Another alternative would be to apply for a permanent residence. For that, you will have to invest in Brazil. The investor visa is issued to those who plan to establish a business in the country and it is valid for five years. The investment can be done in a corporation already settled or can be used for a new one. The foreign must invest a minimum amount of BRL 150.000,00 in foreign currency. It is possible to get a concession of a permanent visa with an investment lower than the one previously mentioned, but in this case, the concept of social development will be considered, according to the following criteria:

  • Amount of jobs to be created in Brazil
  • Increase of productivity
  • Assimilation of technology
  • Fundraising for a specific sector

It is important to say that the National Immigration Council gives preference to investments from South American entrepreneurs.

I am a Mercosur citizen, does that make any difference?

Yes, things are much easier. Mercosul citizens do not need a work permit in Brazil. People from Argentina, Venezuela, Uruguay and Paraguay don’t need any visa to enter the country and are allowed to stay here for 180 days only carrying their IDs or passport.
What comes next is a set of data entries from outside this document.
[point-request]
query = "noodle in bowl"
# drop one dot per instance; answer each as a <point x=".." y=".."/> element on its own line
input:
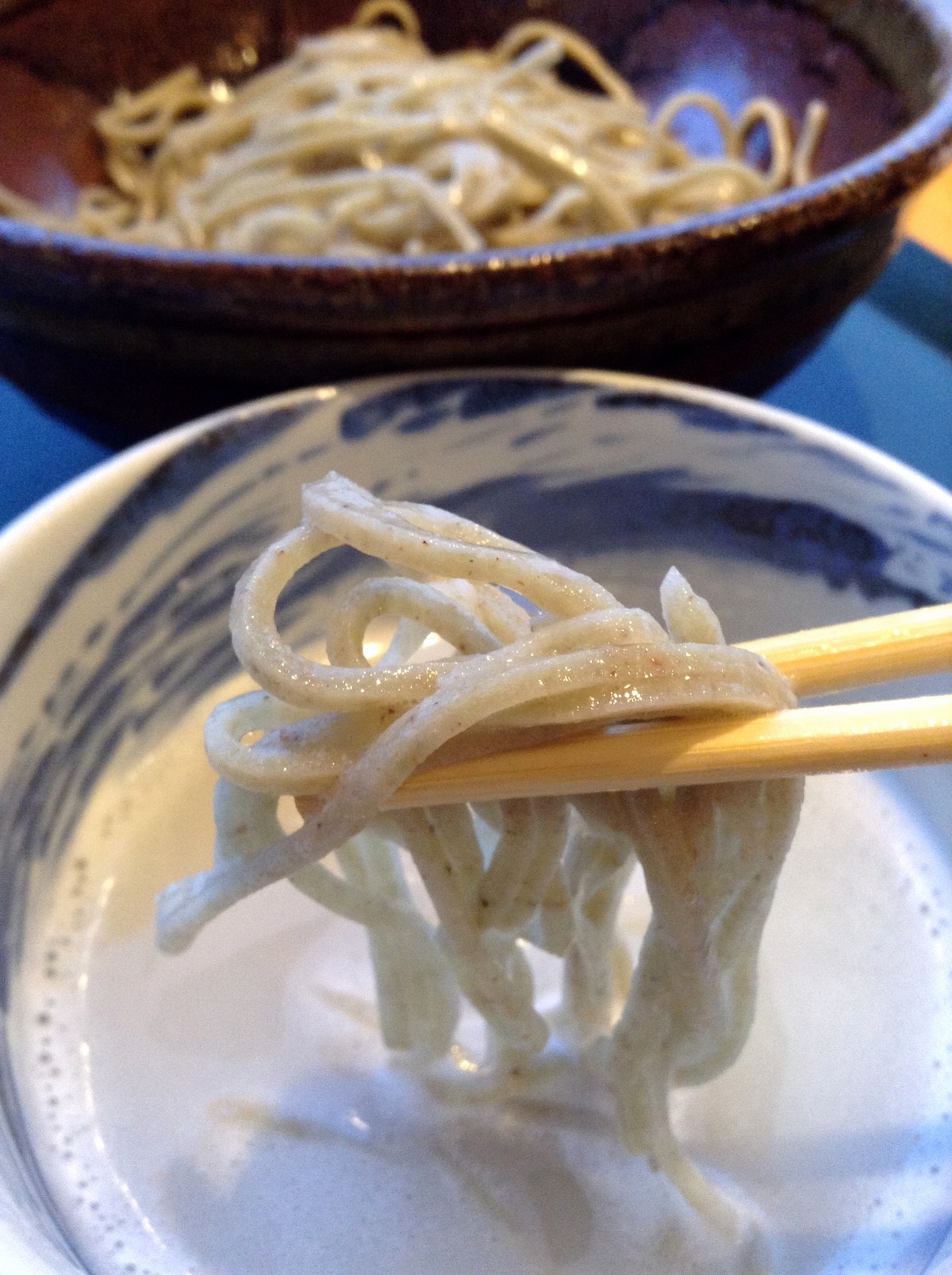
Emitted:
<point x="243" y="1077"/>
<point x="718" y="296"/>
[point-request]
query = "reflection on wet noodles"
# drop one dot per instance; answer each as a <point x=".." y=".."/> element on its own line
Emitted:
<point x="536" y="649"/>
<point x="365" y="143"/>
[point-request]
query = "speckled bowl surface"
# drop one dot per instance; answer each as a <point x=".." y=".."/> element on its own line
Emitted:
<point x="116" y="594"/>
<point x="142" y="337"/>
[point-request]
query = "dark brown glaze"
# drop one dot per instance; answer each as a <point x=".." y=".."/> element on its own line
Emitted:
<point x="729" y="298"/>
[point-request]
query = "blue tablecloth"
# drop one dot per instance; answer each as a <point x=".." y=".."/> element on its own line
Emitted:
<point x="884" y="375"/>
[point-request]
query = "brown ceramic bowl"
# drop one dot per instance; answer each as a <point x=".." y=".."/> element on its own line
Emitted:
<point x="138" y="337"/>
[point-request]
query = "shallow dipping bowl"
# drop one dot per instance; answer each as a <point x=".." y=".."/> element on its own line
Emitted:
<point x="116" y="597"/>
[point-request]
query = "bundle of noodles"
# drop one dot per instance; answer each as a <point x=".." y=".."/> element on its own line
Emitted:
<point x="365" y="143"/>
<point x="550" y="872"/>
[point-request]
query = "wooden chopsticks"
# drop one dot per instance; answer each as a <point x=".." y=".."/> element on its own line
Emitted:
<point x="863" y="651"/>
<point x="710" y="750"/>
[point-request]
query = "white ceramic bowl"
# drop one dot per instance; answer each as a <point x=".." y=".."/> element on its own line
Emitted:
<point x="115" y="623"/>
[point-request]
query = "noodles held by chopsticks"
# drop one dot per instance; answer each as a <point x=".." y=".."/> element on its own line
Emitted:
<point x="510" y="875"/>
<point x="363" y="143"/>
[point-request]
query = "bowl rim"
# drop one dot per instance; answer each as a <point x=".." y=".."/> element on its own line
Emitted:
<point x="83" y="502"/>
<point x="874" y="181"/>
<point x="116" y="474"/>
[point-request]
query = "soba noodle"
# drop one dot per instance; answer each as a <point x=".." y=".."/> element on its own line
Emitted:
<point x="534" y="649"/>
<point x="365" y="143"/>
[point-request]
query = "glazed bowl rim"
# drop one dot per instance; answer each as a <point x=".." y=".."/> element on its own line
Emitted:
<point x="872" y="181"/>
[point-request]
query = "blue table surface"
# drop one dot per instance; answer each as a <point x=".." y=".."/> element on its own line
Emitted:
<point x="882" y="375"/>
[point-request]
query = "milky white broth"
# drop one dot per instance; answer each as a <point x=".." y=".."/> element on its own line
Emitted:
<point x="232" y="1111"/>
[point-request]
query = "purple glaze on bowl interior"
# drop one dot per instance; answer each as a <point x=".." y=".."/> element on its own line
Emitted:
<point x="727" y="298"/>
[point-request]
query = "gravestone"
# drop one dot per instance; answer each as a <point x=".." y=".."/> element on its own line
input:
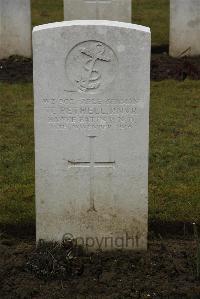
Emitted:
<point x="15" y="28"/>
<point x="184" y="27"/>
<point x="114" y="10"/>
<point x="91" y="91"/>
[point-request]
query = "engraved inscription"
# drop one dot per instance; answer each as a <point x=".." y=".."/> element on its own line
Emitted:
<point x="85" y="113"/>
<point x="90" y="67"/>
<point x="92" y="165"/>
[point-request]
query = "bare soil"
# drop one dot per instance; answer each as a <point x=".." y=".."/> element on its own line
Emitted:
<point x="19" y="70"/>
<point x="168" y="268"/>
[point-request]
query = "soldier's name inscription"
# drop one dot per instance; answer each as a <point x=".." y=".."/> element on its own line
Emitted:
<point x="71" y="113"/>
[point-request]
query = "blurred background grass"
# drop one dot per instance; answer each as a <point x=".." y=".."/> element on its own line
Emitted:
<point x="151" y="13"/>
<point x="174" y="152"/>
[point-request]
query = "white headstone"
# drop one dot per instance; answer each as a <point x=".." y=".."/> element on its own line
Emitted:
<point x="15" y="28"/>
<point x="114" y="10"/>
<point x="184" y="27"/>
<point x="91" y="89"/>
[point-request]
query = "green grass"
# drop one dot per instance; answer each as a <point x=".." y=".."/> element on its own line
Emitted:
<point x="174" y="180"/>
<point x="152" y="13"/>
<point x="174" y="176"/>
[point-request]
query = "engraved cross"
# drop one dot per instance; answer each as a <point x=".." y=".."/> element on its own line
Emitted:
<point x="92" y="164"/>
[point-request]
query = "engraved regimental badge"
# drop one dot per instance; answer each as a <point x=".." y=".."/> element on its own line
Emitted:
<point x="90" y="67"/>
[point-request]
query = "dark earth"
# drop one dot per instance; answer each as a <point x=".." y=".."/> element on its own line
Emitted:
<point x="19" y="70"/>
<point x="167" y="270"/>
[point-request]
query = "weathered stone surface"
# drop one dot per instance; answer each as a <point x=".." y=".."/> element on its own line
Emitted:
<point x="184" y="27"/>
<point x="15" y="28"/>
<point x="114" y="10"/>
<point x="91" y="88"/>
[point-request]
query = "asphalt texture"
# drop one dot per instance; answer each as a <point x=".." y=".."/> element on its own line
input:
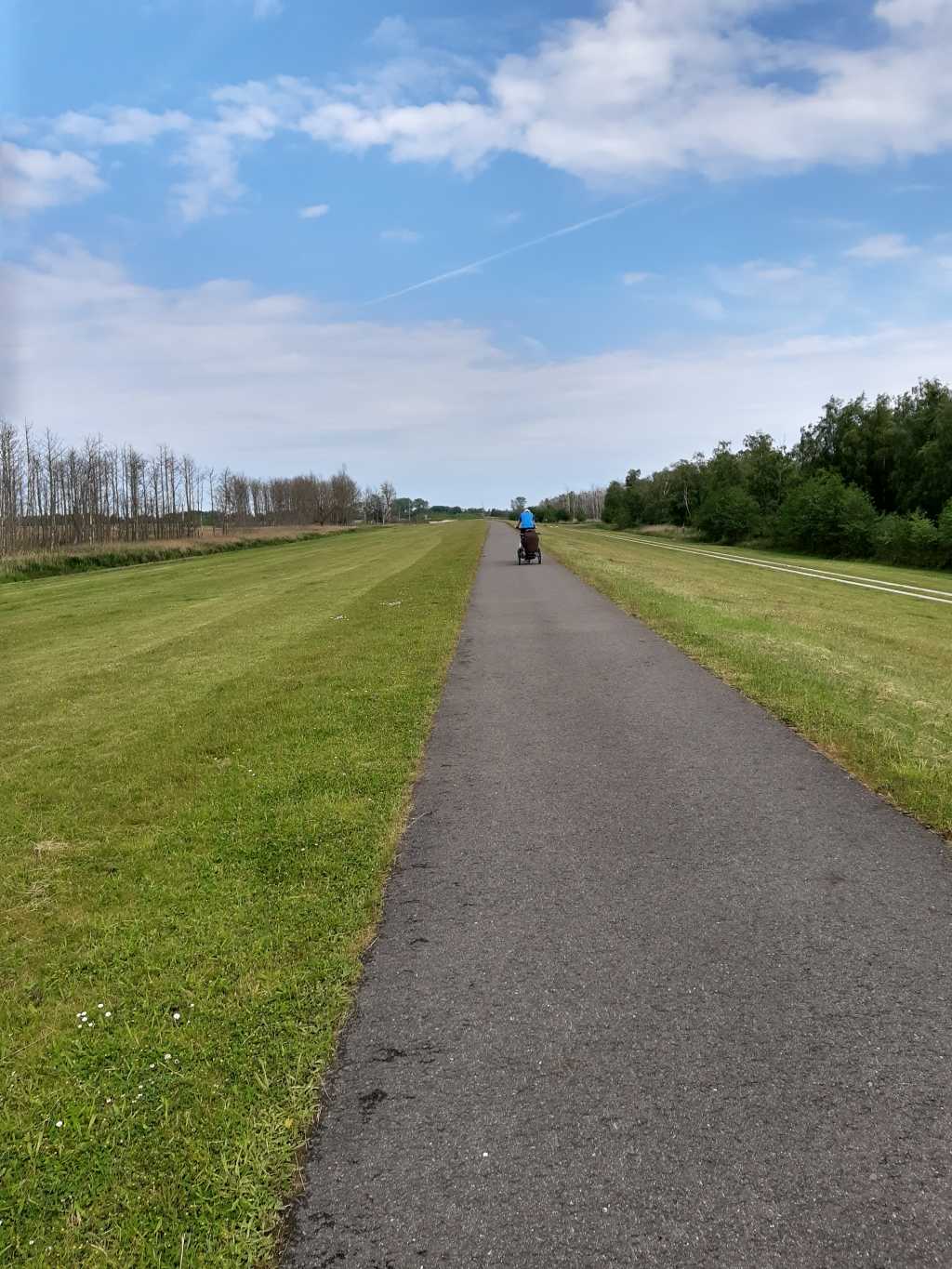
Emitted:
<point x="656" y="983"/>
Within the 180 days, they can apply for a temporary visa of two years, without any justification. Obtained the temporary residence, the person will be entitled to work under equal conditions of Brazilians. After two years, they can apply for a permanent visa.

General tips

  • Get your CPF (Cadastro de Pessoa Física) card ASAP. It will be required for pretty much any financial transaction in Brazil, from buying a local SIM card to opening a bank account.
  • Inform your bank before you travel and make sure you will be able to withdraw money in Brazil.
  • Brazil has several NGO’s and volunteer opportunities. It could be a good start: you will be able to ask for a visa and give back to the Brazilian community.
  • Brazil has a high demand for English teachers, so it could be an easy way to start.

[1] Citizens from the following countries are visa exempt: Andorra, Argentina, Austria, Bahamas, Barbados, Belgium, Bolivia, Bulgaria, Chile, Colombia, Costa Rica, Croatia, Cyprus, Czech Republic, Denmark, Ecuador, El Salvador, Estonia, Finland, France, Germany, Greece, Guatemala, Guiana, Honduras, Hong Kong, Hungry, Ireland, Island, Israel, Italy, Latvia, Liechtenstein, Lithuania, Luxembourg, Macau, Malaysia, Malta, Monaco, Morocco, Namibia, Netherland, New Zealand, Norway, Panama, Paraguay, Peru, Philippines, Poland, Portugal, Romania, Russia, San Marino, Serbia, Slovakia, Slovenia, South Africa, South Korea, Spain, Suriname, Sweden, Switzerland, Thailand, Trinidad and Tobago, Tunisia, Turkey, Ukraine, United Kingdom, Uruguay, Vatican, Venezuela (up to 60 days).